En 1989, les Nations unies
proclament une Convention pour les droits de l’enfant, saluée à l’époque comme
une avancée majeure des droits de l’homme. Ce texte est l’aboutissement d’un
long travail de préparation, auquel le BICE (Bureau International Catholique de
l’Enfance) a pris une part importante3. Il témoigne de l’évolution de
l’image de l’enfant dans la société. En effet, «si l’enfant comme être faible à
protéger que nous a légué le XIX° siècle y est très présent, la Convention
forge tout autant une nouvelle figure de l’enfant, celle du futur citoyen,
situé au cœur d’un réseau de droits et de responsabilités, de pratiques
citoyennes qui préfigurent sa vie d’adulte».4
La Convention avait été
précédée d’une première Déclaration en cinq points (1924) intitulée
«Déclaration de Genève», puis par une seconde Déclaration en dix points en
1959, dans lequel apparaissait l’énoncé d’un droit au contour peu juridique,
mais bien proche de la spiritualité lasallienne évoquée plus haut: le droit à
l’amour. Nous pouvons nous arrêter quelques instants pour évoquer la dynamique
générale de cette Convention qui permet au droit international de l’enfance de
passer d’un statut déclaratoire à un statut contraignant.
La Convention sur les
droits de l’enfant comporte 54 articles dont l’ambition est de promouvoir un
véritable statut juridique de l’enfant, lui-même promu au rang de sujet de
droits. La Convention affirme des principes de fond, parmi lesquels peuvent
être cités le droit de l’enfant à une famille5, ou la nécessaire prise
en compte de l’intérêt supérieur de l’enfant. Nous reviendrons plus tard sur
ces deux principes autour desquels développer nos propositions pour des
chantiers nouveaux. Mais au-delà de ces principes, la Convention comporte des
dispositions qui traduisent un renversement de perspective. En effet, le besoin
de protection ne constitue plus le cœur du dispositif, même si un certain
nombre de droits en matière sociale, culturelle, économique et pénale y font
référence. Les innovations les plus saillantes concernent les dispositions
relatives aux libertés fondamentales: sont en effet reconnus à l’enfant des
droits d’opinion, d’expression, de pensée, de conscience et
d’association6.
Il convient d’ajouter que
ce texte innove en prévoyant un système de contrôle de l’application. En effet,
l’article 43 de la Convention instaure un Comité des droits de l’enfant, chargé
d’examiner les rapports des Etats relatifs aux mesures d’application prises en
droit interne. Ces rapports sont examinés et discutés par un groupe de dix
experts indépendants. Les ONG ayant un
statut consultatif auprès des Nations unies ont la possibilité de produire des
rapports alternatifs, qui viennent «compléter» (pour ne pas dire contredire)
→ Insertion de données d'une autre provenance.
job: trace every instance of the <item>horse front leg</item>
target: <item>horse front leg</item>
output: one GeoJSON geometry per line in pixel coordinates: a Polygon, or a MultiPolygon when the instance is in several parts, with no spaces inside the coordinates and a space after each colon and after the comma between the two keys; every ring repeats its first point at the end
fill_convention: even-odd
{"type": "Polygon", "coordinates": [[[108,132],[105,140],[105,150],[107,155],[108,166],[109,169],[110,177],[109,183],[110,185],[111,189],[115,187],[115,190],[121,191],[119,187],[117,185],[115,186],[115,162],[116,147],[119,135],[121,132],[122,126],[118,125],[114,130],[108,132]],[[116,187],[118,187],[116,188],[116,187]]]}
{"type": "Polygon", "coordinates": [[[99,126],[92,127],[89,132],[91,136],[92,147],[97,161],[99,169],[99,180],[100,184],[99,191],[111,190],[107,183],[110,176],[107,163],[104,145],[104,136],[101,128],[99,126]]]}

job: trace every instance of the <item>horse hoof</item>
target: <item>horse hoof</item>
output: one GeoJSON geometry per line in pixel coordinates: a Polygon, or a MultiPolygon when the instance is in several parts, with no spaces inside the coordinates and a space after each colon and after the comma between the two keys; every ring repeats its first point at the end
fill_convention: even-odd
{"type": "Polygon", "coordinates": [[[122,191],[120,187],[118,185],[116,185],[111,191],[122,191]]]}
des rapports étatiques le plus souvent trop flatteurs. C’est par exemple le cas
du BICE. Compte-tenu de l’importance que revêt la participation des ONG au sein
du Comité des Droits de l’enfant à Genève, la question d’une présence
spécifique des Frères des Ecoles Chrétiennes qui représentent près d’un million
de jeunes dans le monde se pose avec pertinence.